What would be the consequence of implementing interfaces as fat pointers ?

dajones dajones at hotmail.com
Tue Apr 1 16:05:52 PDT 2014


"Manu" <turkeyman at gmail.com> wrote in message 
news:mailman.9.1396345088.19942.digitalmars-d at puremagic.com...
> On 1 April 2014 18:33, dajones <dajones at hotmail.com> wrote:
>
>>
>> "Manu" <turkeyman at gmail.com> wrote in message
>> news:mailman.122.1396231817.25518.digitalmars-d at puremagic.com...
>> > On 30 March 2014 13:39, Walter Bright <newshound2 at digitalmars.com>
>> wrote:
>> >>>
>> >>> Two pointers structs are passed in register, which is fast. If that
>> >>> spill, that
>> >>> spill on stack, which is hot, and prefetcher friendly.
>> >>>
>> >>
>> >> That underestimates how precious register real estate is on the x86.
>> >
>> >
>> > This is only a concern when passing args. x86 has huge internal 
>> > register
>> > files and uses aggressive register renaming,
>>
>> If we could use them that would be great but we cant. We have to 
>> store/load
>> to memory, and that means aprox 3 cycle latency each way. The cpu cant
>> guess
>> that we're only saving it for later, it has to do the memory write, and
>> even
>> with the store to load forwarding mechanism, spilling and reloading is
>> expensive.
>>
> Can you detail this more?

x86 uses something called (IIRC) a "store forwarding buffer". Essentialy it 
keeps track of stores untill they have been completed. Any time you read 
from an address the store forwrding buffer is checked first, then caches and 
main memory. If it cant do that you have to wait for the store to finalize, 
and that can be a lot slower again. If there's no pending store it comes 
from the cache.

either way memory stores/loads generaly have at best a 3 cycle latency.

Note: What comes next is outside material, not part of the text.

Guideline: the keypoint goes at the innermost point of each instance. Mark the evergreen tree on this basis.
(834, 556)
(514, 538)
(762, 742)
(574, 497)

> Obviously it must perform the store to maintain memory coherency, but I 
> was
> under the impression that the typical implementation would also keep the
> value around in a renamed register, and when it pops up again at a later
> time, it would use the register directly, rather than load from memory.

I've never read of any x86 doing what you describe. But I'm not too well up 
on the latest CPUs.


> The store shouldn't take any significant time since there's no dependency
> on the stored value, it should only take as long as issuing the store
> instruction; latency is irrelevant, since it's never read back, there's
> nothing waiting on it.

True.

> Not sure what you mean by 'each way', since stored values shouldn't be 
> read
> back if gets the value from a stashed register.
>
> I'm not an expert on the topic, but I read about it some years back, and
> haven't given it much thought since.

Check out the agnor fog microarchitechre and instruction timings pdfs. 
That's pretty much the holy scripture when it comes to this stuff.

It may even be that reducing contention on the memroy unit helps, modern x86 
tend to have multiple ALUs but only 1 memory unit. So instructions with 
memory operands cant be done in paralell as often.